Truth, Justice, and the American Way

11/15/2002

Memorizing vs. Learning [from a listserv post]

Filed under: Philosophy — David @ 3:52 pm

Being inspired by other people’s ideas and not having any of your own are two very different things. I have many heroes and sources from which I gain inspiration and material to further my own ideas and actions, and there’s nothing wrong with that.

The key difference between the copy-cat and the independent thinker is that the copy-cat is capable of merely reading and memorizing words and phrases. He never develops the critical thinking skills needed to analyze other’s ideas and compare them to personal experience and the rest on his knowledge. Rather, he merely memorizes them, stuffing them into an ever-larger closet full of contradictions and inconsistencies.

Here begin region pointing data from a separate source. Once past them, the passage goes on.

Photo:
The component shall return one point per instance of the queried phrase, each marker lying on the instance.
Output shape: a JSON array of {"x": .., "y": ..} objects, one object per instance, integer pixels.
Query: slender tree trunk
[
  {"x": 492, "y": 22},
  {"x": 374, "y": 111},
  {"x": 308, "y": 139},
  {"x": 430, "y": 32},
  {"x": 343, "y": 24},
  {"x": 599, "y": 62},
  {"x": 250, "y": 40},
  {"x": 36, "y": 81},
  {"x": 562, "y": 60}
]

The errors of such a process becomes obvious when such a person attempts to apply his knowledge to answer a question which involves arranging the ideas he already holds in a new way: because he never learns to relate ideas and concepts together, he is unable to do anything but spit out the same old lines he has memorized word by word.

For example, a student may take a programming class and memorize all the commands of a language and all the functions needed to accomplish certain tasks, but ask him to write a program using the most basic of these commands, and he will be completely helpless unless he has learned the relationships and meanings of the commands and functions. Likewise, many students study arithmetic, geometry, algebra, calculus in their education, but without integrating and learning the meaning and inter-relationships of these subjects, they will be unable to solve the most basic mathematical problems in real life. They will study history not as a chain of causally-linked events and trends, but as unrelated dates and actions, and science not as integrated and related fields, but as abstract, trivial, and independent areas.

It is not surprising then, that such people will view philosophy not as an integrated, and hierarchical structure, but a series of abstract questions, to be solved by logical calculus or left open with a big question mark.

The person who actually learns, rather than merely memorizing is not only able to relate existing knowledge and apply it to new situations, but more importantly, he can critically judge the ideas of his teachers, no matter how well-regarded they may be. Most students take their professor’s ideas at their word, either neutrally memorizing material and spiting it back out, or finding something instinctively wrong with ideas (perhaps because their parents, peers, or preacher told them otherwise) but being unable to say just why because the professor’s words are just as un-integrated as their previous knowledge. So, they put a question mark on the whole thing, and adopt a general apathy and equivocate all ideas as just “opinions.”

This, then is the general stupor in which most we find most people today, and it is the direct result of an educational system that fails to provide students with the critical thinking skills (despite a superficial dedication to it) needed to integrate and evaluate knowledge.